Philippine Olympic Committee president Celso Dayrit has bared a nine-point program that would help ensure the smooth, successful staging of the 23rd Southeast Asian Games in the country in 2005.

Dayrit said the members of the Philippine SEA Games Organizing Committee (Philsoc) will use the program not only to organize the biennial event successfully but help the Filipino athletes perform well against their regional counterparts.

On top of the program is whether or not the country still needs to build a new main stadium. Otherwise, the organizers will have to go through the process of selecting which of the existing venues will have to be renovated or refurbished.

"We have to decide on this come May. We must have a definite position by then or it would be too late because you’d need as much as two years to build a medium-size stadium," said the POC chief.

Contrary to what some quarters claim, Dayrit said the country has the luxury of time in preparing for the 2005 Games, unlike in 1991 when the Manila SEA Games Organizing Committee (Mansoc) was organized barely 11 months before the event.

"We’re in a very advantageous position this time because we’re almost three years away from 2005," said Dayrit, reacting to Sen. Robert Jaworski’s recent statement that the country does not have enough time and resources to prepare for and host the Games.

Second, the Philsoc must finalize the guidelines for site selections and choose among the different cities and provinces that have submitted their letters of intent to serve as hosts. So far, there are seven bidders like Manila, Pampanga, Bacolod and Cebu.

"We’re considering a maximum of three sites — the main hub that will host majority of the sports and probably two other remote hubs or somewhere in the provinces where each one of them will host five sports," Dayrit added.

The same format was applied during the 2001 SEA Games with the main hub in Kuala Lumpur which hosted at least 20 sports and five each in Johore Baru (400 kms away from the Malaysian capital) and another five in Penang.

"It will be the same in Vietnam this year with 22 sports in Hanoi, the capital city, and 10 in Ho Chi Minh, formerly Saigon. It’s different in the Olympics where games are held in just one city and therefore it is named after the city and not the country," Dayrit said.

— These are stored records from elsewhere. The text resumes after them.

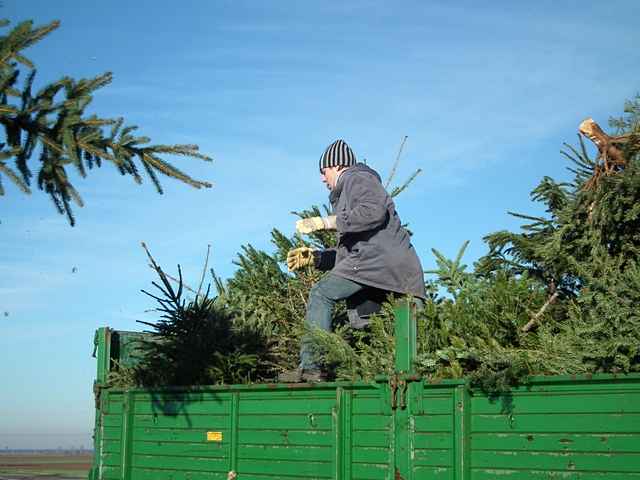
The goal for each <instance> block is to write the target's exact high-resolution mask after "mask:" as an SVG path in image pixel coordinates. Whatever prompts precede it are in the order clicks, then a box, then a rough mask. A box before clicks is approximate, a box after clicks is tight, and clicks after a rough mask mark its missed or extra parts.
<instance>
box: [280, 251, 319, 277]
mask: <svg viewBox="0 0 640 480" xmlns="http://www.w3.org/2000/svg"><path fill="white" fill-rule="evenodd" d="M313 252H314V250H313V248H309V247H300V248H294V249H293V250H289V253H287V267H289V271H290V272H294V271H296V270H298V269H300V268H302V267H306V266H307V265H312V264H313V263H315V255H314V254H313Z"/></svg>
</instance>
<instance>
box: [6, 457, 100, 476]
mask: <svg viewBox="0 0 640 480" xmlns="http://www.w3.org/2000/svg"><path fill="white" fill-rule="evenodd" d="M92 459H93V456H92V455H91V454H70V453H47V454H42V453H25V454H0V480H6V479H12V480H13V479H20V480H28V479H39V480H45V479H47V480H62V479H67V478H69V479H71V478H86V477H87V473H88V472H89V468H91V461H92Z"/></svg>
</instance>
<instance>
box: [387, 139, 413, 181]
mask: <svg viewBox="0 0 640 480" xmlns="http://www.w3.org/2000/svg"><path fill="white" fill-rule="evenodd" d="M407 138H409V137H407V135H405V136H404V137H403V138H402V142H401V143H400V148H399V149H398V154H397V155H396V160H395V162H394V163H393V167H392V168H391V173H389V177H388V178H387V181H386V182H385V184H384V189H385V190H386V189H387V188H389V185H390V184H391V180H393V177H395V175H396V170H397V168H398V164H399V163H400V155H401V154H402V149H403V148H404V144H405V142H406V141H407Z"/></svg>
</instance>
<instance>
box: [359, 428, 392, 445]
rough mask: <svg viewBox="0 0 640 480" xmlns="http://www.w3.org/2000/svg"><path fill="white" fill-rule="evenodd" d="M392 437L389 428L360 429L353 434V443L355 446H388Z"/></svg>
mask: <svg viewBox="0 0 640 480" xmlns="http://www.w3.org/2000/svg"><path fill="white" fill-rule="evenodd" d="M391 439H392V436H391V432H390V431H389V430H359V431H355V432H352V434H351V444H352V445H353V446H354V447H388V446H390V445H391Z"/></svg>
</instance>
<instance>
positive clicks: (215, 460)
mask: <svg viewBox="0 0 640 480" xmlns="http://www.w3.org/2000/svg"><path fill="white" fill-rule="evenodd" d="M132 464H133V466H134V467H136V468H159V469H171V470H192V471H195V472H227V471H228V467H229V460H228V459H226V458H205V457H176V456H170V455H166V456H165V455H133V456H132Z"/></svg>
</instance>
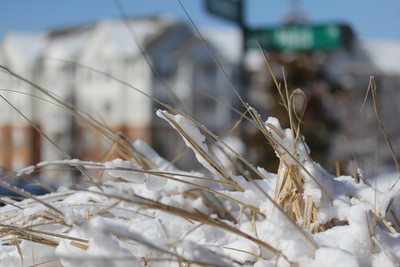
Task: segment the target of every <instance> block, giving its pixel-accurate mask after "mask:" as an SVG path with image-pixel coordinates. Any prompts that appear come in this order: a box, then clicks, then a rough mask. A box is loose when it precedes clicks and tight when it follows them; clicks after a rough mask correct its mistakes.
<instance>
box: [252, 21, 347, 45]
mask: <svg viewBox="0 0 400 267" xmlns="http://www.w3.org/2000/svg"><path fill="white" fill-rule="evenodd" d="M351 39H352V31H351V28H350V27H349V26H346V25H339V24H327V25H285V26H280V27H275V28H262V29H255V30H247V31H246V33H245V47H246V50H249V49H259V47H258V45H257V42H256V41H258V42H259V43H260V45H261V47H262V48H264V49H266V50H268V51H315V50H337V49H340V48H343V47H346V46H348V45H349V44H350V43H351Z"/></svg>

Third on the list is the preparing of the Games logo and mascot or in short, the need to come up with an identity. Then comes the need to prepare a master plan for the budget with the help of the Philippine Sports Commission.

Fifth on the program is the setting up of a marketing campaign, the naming of a marketing agent and the construction of a marketing plan. The marketing of the 1991 Manila SEA Games started just a year before the event, and proved too short a time.

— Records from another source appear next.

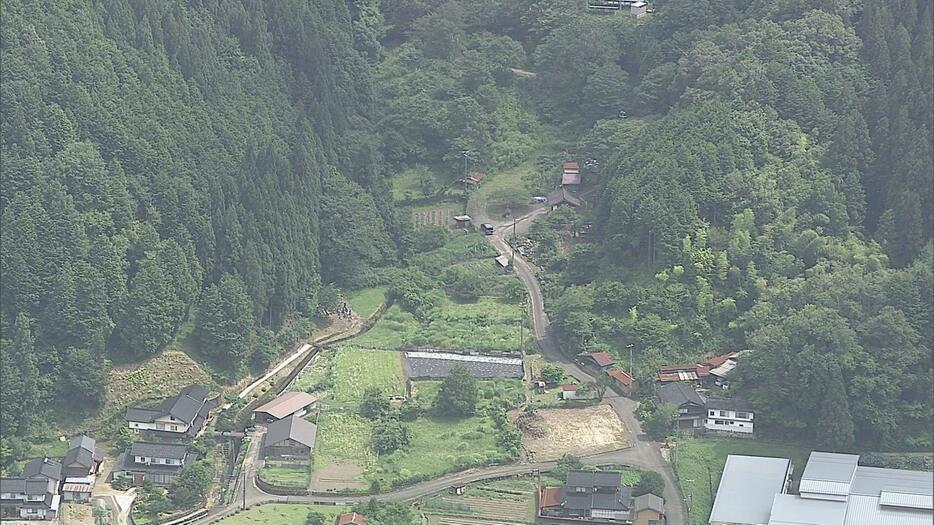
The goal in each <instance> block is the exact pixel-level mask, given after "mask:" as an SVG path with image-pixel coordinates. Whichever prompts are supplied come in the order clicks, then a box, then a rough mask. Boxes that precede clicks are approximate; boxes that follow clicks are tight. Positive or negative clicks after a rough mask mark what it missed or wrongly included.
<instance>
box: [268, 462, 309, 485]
mask: <svg viewBox="0 0 934 525" xmlns="http://www.w3.org/2000/svg"><path fill="white" fill-rule="evenodd" d="M259 475H260V477H261V478H262V479H263V481H265V482H266V483H271V484H273V485H277V486H279V487H293V488H305V487H307V486H308V463H307V462H304V463H302V462H295V463H284V462H267V463H266V465H264V466H263V469H262V470H260V472H259Z"/></svg>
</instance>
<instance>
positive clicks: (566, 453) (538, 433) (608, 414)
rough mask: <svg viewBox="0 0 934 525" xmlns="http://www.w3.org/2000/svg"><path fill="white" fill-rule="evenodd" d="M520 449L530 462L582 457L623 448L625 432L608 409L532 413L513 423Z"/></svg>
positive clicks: (600, 406)
mask: <svg viewBox="0 0 934 525" xmlns="http://www.w3.org/2000/svg"><path fill="white" fill-rule="evenodd" d="M517 423H518V424H519V429H520V430H522V445H523V447H524V448H525V449H526V450H527V451H528V452H529V453H530V454H531V455H532V458H531V459H533V460H534V461H549V460H555V459H558V458H560V457H561V456H562V455H563V454H575V455H578V456H585V455H589V454H598V453H601V452H610V451H612V450H619V449H622V448H627V447H629V446H630V445H631V442H630V439H631V437H630V434H629V431H628V430H626V426H625V425H623V422H622V421H621V420H620V419H619V416H617V415H616V412H613V409H612V408H610V406H609V405H596V406H592V407H587V408H573V409H571V408H567V409H563V408H554V409H544V410H536V411H535V412H534V413H533V415H532V416H525V415H524V416H521V417H520V420H519V421H517Z"/></svg>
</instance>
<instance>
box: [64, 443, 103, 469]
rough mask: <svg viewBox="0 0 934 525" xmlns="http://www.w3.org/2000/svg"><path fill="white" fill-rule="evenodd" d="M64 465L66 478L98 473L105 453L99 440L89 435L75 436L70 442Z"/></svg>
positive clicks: (65, 457) (65, 458) (64, 461)
mask: <svg viewBox="0 0 934 525" xmlns="http://www.w3.org/2000/svg"><path fill="white" fill-rule="evenodd" d="M68 446H69V449H68V452H66V453H65V460H64V461H63V462H62V467H63V470H64V473H65V477H66V478H72V477H74V478H81V477H86V476H93V475H95V474H97V469H98V468H99V467H100V464H101V460H102V459H103V455H102V454H101V453H100V451H99V450H98V449H97V442H96V441H94V439H93V438H90V437H88V436H75V437H73V438H71V441H69V443H68Z"/></svg>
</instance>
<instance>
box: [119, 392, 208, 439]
mask: <svg viewBox="0 0 934 525" xmlns="http://www.w3.org/2000/svg"><path fill="white" fill-rule="evenodd" d="M217 404H218V403H217V399H212V400H209V399H208V391H207V389H205V388H204V387H203V386H201V385H189V386H187V387H185V388H183V389H182V391H181V392H179V393H178V395H176V396H173V397H170V398H168V399H166V400H165V401H163V402H162V403H159V405H157V406H155V407H129V408H127V410H126V420H127V424H128V426H129V427H130V429H131V430H133V431H134V432H137V433H139V432H152V433H155V435H157V436H160V437H175V438H181V439H190V438H194V437H197V436H198V435H199V434H200V433H201V431H202V430H204V423H205V422H206V421H207V418H208V415H209V414H210V412H211V410H213V409H214V408H215V407H217Z"/></svg>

"If we start marketing the 2005 SEAG this year, the sponsors who would come in will have the advantage of a greater mileage of being associated with the Games from 2003, 2004 and 2005," said Dayrit, also president of the national fencing association.

Sixth is the preparation for the turnover rites this December shortly after the closing ceremonies of the Vietnam SEA Games. The POC plans to come up with a short presentation, in Vietnam and in the Philippines, of the turnover.

Then the Philsoc, in coordination with the PSC and the different National Sports Associations, will decide on a performance target and finalize the strategy for the team preparation.

Eighth on the list is the equipment purchase — from competition equipment to scoring machines and other apparatus. Doing this earlier would allow the organizers to start purchasing them this year and save themselves from the burden of a bigger budget requirement on the last year.

Last but certainly not the least is the awareness campaign that would make everybody informed of the country’s hosting of the Games.

"This nine-point program is only for this year," Dayrit stressed. "Because next year, there are more things to be done and it’s no joke. It’s different from the SEA Games of 1991 because this time, more athletes will participate, more sports will be contested, and the standard of competition is higher."